By Brian Groom, Business and Employment Editor
The financial services sector has cut 9,000 jobs over the past three months as business volumes and profitability fell for the first time in more than three years, the CBI employers’ group and PwC have reported.
The job cuts were deepest in banking, which has been beset by a scandal over the Libor benchmark interest rate and a slowdown in investment banking revenues.
The findings, from a survey of 104 companies, contrast with signs that the economy may be returning to growth.
Financial services groups think growth in business volumes will resume in the next quarter, according to the CBI/PwC survey but they also expect to cut 3,000 more jobs.
The uncertain employment outlook was reinforced by Morgan McKinley, a City recruiter, which said new vacancies in the London financial market fell 19 per cent last month compared with August and 43 per cent compared with a year ago.
Hakan Enver, operations director, warned that the strain on banks might lead them to delay recruiting decisions until the new year.
Matthew Fell, CBI director for competitive markets, said the financial services sector had faced a tough quarter, with sales volumes unexpectedly falling and average costs rising, thus denting profits. Sentiment about the business situation also continued to fall.
Nevertheless, he said, companies expected the weakness in activity to be temporary and predicted a return to growth in business volumes and incomes in the next quarter.
Mr Fell added: “Uncertainty about demand, heightened by the need to fully resolve the ongoing eurozone crisis, and the looming US fiscal cliff, means that firms are scaling back their investment intentions for the coming year and reducing headcount.”
Business volumes fell in banking, general insurance and securities trading but rose in life insurance, building societies and investment management.
Kevin Burrowes, UK banking leader at PwC, said: “The outlook for banking is dominated by concern about weak demand, seen as the greatest threat to growth and the leading barrier to investment, and the growing costs of regulation.”
The Centre for Economics and Business Research, a forecaster, expects the City to have lost more than 30,000 jobs this year, taking the total below 255,000 – the lowest level since 1996.
That means the City will have lost about 100,000 jobs, or more than a quarter, since its workforce peaked at 354,000 in 2007, before the financial crisis.

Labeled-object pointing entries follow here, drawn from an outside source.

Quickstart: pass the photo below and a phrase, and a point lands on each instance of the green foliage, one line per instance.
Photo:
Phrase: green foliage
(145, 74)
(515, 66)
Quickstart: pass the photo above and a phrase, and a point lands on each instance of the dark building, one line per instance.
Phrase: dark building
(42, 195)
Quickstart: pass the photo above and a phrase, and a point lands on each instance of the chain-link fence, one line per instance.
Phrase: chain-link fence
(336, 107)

Across the country, the financial services sector employs 1.14m people and contributes 9 per cent to economic output.
Astbury Marsden, another City recruiter, put last month’s dip in vacancies at 15 per cent after a relatively stable summer.

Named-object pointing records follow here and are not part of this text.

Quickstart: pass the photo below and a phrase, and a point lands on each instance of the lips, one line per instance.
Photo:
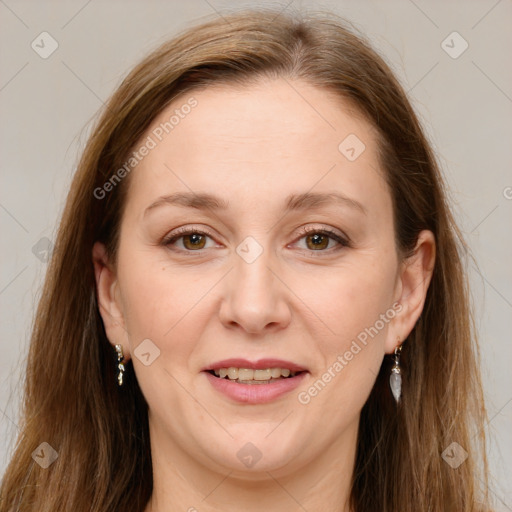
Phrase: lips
(261, 364)
(256, 391)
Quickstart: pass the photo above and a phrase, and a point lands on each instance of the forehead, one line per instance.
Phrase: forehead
(257, 142)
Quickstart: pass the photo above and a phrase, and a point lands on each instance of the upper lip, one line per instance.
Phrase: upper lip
(261, 364)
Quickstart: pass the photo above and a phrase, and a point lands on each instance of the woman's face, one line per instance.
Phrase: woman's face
(274, 274)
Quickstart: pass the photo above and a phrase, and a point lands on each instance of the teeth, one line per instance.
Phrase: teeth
(247, 374)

“The last quarter has seen two of the UK’s most successful banks put in the stocks, the widening of the Libor scandal and announcements by a number of banks to continue to scale down their investment banking operations. It has proved to be an unexpectedly bad summer for bankers,” said Mark Cameron, chief operating officer.
“Politicians, regulators and other government agencies here and in New York now need to be careful not to cause the sector unnecessary collateral damage.”